As we have previously held, "until a criminal statute of limitations has run, it is a mere regulation of the remedy." Martin, 138 N.H. at 512 (quotation omitted). Because the statute of limitations is essentially a surrendering by the sovereign of its right to prosecute, the statute of limitations may be changed at the pleasure of the legislature, subject to constitutional qualifications. State v. Hamel, 138 N.H. 392, 395 (1994). Where, however, the limitations period has run, "it is a vested defense of right that cannot be taken away by legislative enactment." Id.

In Stogner, the amended statute of limitations revived the defendant’s previously time-barred prosecution. Stogner, 123 S. Ct. at 2449. The court held that, by reviving the time-barred prosecution, the amended statute "inflict[ed] punishment[ ] where the [defendant] was not, by law, liable to any punishment" and, thus, violated the prohibition on ex post facto laws. Id. at 2450-51, 2455 (quotation and emphasis omitted). In reaching this holding, the court distinguished the revival of time-barred prosecutions from the extension of an unexpired statute of limitations and stated that "our holding today does not affect" extensions of unexpired statutes of limitations. Id. at 2453.

The holding in Stogner, by its own language, does not affect our prior determinations that the extension of an unexpired statute of limitations does not violate the Ex Post Facto Clause. See Martin, 138 N.H. at 512; Hamel, 138 N.H. at 396. Unlike reviving a time-barred prosecution, the extension of an unexpired statute of limitations does not inflict punishment where the defendant was not, by law, liable to any punishment. As we stated before, the extension of the unexpired statute of limitations did not alter an element of the crime, "did not change the ultimate facts needed to prove guilt, nor did it punish a previously innocent act." Hamel, 138 N.H. at 395-96. Moreover, our holding today is consistent with the decisions of other courts that have considered the effect of Stogner on an unexpired statute of limitations. See, e.g., People v. Superior Court, 10 Cal. Rptr. 3d 893, 894-95 (Ct. App. 2004); Minton v. State, 802 N.E.2d 929, 934-35 (Ind. Ct. App. 2004); State v. Steele, 802 N.E.2d 1127, 1130 (Ohio Ct. App. 2003); State v. Lyles, 858 So. 2d 35, 56 (La. Ct.

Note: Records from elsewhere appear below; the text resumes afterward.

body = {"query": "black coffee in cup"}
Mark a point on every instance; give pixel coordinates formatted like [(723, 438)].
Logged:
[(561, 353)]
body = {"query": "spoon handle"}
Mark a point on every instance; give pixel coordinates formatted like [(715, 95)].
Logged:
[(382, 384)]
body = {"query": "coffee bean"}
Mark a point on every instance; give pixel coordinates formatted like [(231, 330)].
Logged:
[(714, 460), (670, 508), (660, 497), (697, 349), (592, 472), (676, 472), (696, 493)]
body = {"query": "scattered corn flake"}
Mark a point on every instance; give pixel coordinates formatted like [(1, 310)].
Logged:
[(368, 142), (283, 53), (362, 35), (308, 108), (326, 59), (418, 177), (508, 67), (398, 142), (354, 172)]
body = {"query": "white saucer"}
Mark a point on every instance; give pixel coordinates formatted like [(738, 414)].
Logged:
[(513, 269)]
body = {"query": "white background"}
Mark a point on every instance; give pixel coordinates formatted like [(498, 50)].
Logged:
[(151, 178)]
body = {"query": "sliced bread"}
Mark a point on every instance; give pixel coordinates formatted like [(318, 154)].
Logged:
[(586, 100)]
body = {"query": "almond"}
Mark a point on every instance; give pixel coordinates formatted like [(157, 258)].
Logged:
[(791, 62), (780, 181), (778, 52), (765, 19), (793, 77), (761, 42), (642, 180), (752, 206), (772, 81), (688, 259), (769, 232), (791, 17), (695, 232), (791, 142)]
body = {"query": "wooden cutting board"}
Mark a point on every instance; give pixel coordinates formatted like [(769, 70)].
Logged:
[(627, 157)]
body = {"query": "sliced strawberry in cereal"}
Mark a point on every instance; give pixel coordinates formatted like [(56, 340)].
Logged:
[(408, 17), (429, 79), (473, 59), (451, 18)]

App. 2003).

Here, because the statute of limitations had not run when it was extended by the legislature, application of the extended statute of limitations to the defendant did not violate the Ex Post Facto Clause of the State Constitution.

The defendant also argues that retrospective application of the extended statute of limitations denies his right to due process under both the State and Federal Constitutions. Because this issue was raised and addressed in the defendant’s previous appeal, see Martin, 138 N.H. at 512-13, we will not revisit it now.

The Federal Constitution offers the defendant no greater protection than does the State Constitution under these circumstances. See Stogner, 123 S. Ct. at 2453; Martin, 138 N.H. at 512. Therefore, we reach the same result under the Federal Constitution as we do under the State Constitution.